Stephen Hawes (c. 1474 – 1523) was an English poet of the Tudor period.

==Life==
He was probably born in Suffolk when the surname was common. If his own statement of his age may be trusted, he was born about 1474. He was educated at Oxford and travelled in England, Scotland and France. On his return his various accomplishments, especially his most excellent vein in poetry, procured him a place at court. He was Groom of the Chamber to Henry VII as early as 1502. According to Anthony Wood, he could repeat by heart the works of most of the English poets, especially the poems of John Lydgate, whom he called his master.
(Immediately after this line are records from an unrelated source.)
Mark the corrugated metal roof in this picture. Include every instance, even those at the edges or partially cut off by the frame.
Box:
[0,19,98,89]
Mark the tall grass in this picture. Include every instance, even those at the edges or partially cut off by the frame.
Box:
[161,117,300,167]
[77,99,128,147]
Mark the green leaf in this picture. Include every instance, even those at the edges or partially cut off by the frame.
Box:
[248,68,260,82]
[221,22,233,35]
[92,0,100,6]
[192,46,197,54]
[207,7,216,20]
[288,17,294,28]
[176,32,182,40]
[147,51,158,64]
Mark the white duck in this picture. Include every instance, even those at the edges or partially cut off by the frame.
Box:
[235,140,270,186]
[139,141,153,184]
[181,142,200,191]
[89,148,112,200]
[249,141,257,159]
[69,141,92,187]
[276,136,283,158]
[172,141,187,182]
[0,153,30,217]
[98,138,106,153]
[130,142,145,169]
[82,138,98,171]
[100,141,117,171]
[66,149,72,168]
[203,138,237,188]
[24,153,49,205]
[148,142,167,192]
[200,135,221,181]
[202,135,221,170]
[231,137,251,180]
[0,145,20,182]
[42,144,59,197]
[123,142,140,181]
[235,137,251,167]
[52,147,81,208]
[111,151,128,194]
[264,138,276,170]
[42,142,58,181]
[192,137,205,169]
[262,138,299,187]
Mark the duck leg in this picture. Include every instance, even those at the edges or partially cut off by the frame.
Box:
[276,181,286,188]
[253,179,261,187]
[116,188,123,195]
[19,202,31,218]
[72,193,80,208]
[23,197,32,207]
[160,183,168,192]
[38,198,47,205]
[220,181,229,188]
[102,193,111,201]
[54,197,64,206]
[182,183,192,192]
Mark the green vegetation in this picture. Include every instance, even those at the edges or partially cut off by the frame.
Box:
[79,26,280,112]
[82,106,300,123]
He was still living in 1521, when it is stated in Henry VIII's household accounts that £6, 13s. 4d. was paid to Mr Hawes for his play; he died before 1530, when Thomas Field, in his Conversation between a Lover and a Jay, wrote "Yong Steven Hawse, whose soule God pardon, Treated of love so clerkly and well".

Some critics, notably C. S. Lewis, have treated Hawes dismissively: "faculty was what he lacked; there was more and better poetry in him than he could express", referring to his "broken-backed metre and dull excursions into the seven liberal arts". But his metre is not consistently broken-backed: from time to time (though not very often) one encounters lines that would not have disgraced either Chaucer before him or Spenser after him: "The fragraunt fumes / dyde well encense out // All mysty vapours / of perturbacyon // ore lyker was / her habytacyon // Vnto a place / whiche is celestyall // Than to a terrayne / mancyon fatall" or "By her propre hande / soft as ony sylke // With due obeysaunce / I dyde her than take // Her skynne was whyte / as whalles bone or mylke // My thoughtes was rauysshed / I myght not aslake // My brennynge hert / she the fyre dyde make // These daunces truely / musyke hath me tought // To lute or daunce / but it auayled nought" and so on, where, so long as one pronounces at least some of the final e's, the metre seems to work quite well.

Novelist Hilda Lamb made Hawes a character of her novel The Willing Heart published in 1958, where he is fictionally portrayed as an illegitimate son of King Richard III's. No contemporary documents support this assumption.

==Works==

His major work is The History of Graunde Amour and la Bel Pucel, conteining the knowledge of the Seven Sciences and the Course of Mans Life in this Worlde or The Passetyme of Pleasure, printed by Wynkyn de Worde in 1509, but finished three years earlier. It was also printed with slightly varying titles by the same printer in 1517, by J. Wayland in 1554, by Richard Tottel and by John Waley in 1555. Tottel's edition was edited by T. Wright and reprinted by the Percy Society in 1846.

The Passetyme of Pleasure is a long allegorical poem in seven-lined stanzas of man's life in this world. It is divided into sections after the manner of Le Morte d'Arthur and borrows the machinery of romance. Its main motive is the education of the knight, Graunde Amour, based, according to William John Courthope (History of English Poetry, vol. I. 382), on the Marriage of Mercury and Philology, by Martianus Capella, and the details of the description prove Hawes to have been acquainted with medieval systems of philosophy. At the suggestion of Fame, and accompanied by her two greyhounds, Grace and Governance, Graunde Amour starts out in quest of La Bel Pucel. He first visits the Tower of Doctrine or Science where he acquaints himself with the arts of grammar, logic, rhetoric and arithmetic. After a long disputation with the lady in the Tower of Music he returns to his studies, and after sojourns at the Tower of Geometry, the Tower of Doctrine, the Castle of Chivalry, etc., he arrives at the Castle of La Bel Pucel, where he is met by Peace, Mercy, Justice, Reason and Memory. His happy marriage does not end the story, which goes on to tell of the oncoming of Age, with the concomitant evils of Avarice and Cunning. The admonition of Death brings Contrition and Conscience, and it is only when Remembraunce has delivered an epitaph chiefly dealing with the Seven Deadly Sins, and Fame has enrolled Graunde Amours name with the knights of antiquity, that we are allowed to part with the hero. This long imaginative poem was widely read and esteemed, and certainly exercised an influence on the genius of Edmund Spenser.

Hawes's poetry sought to revive the earlier medieval romances and allegorical poems which he much admired. Other works of Hawes include The Conversyon of Swerers (1509) and A Joyfidi Medytenon to all Englonde, a coronation poem (1509).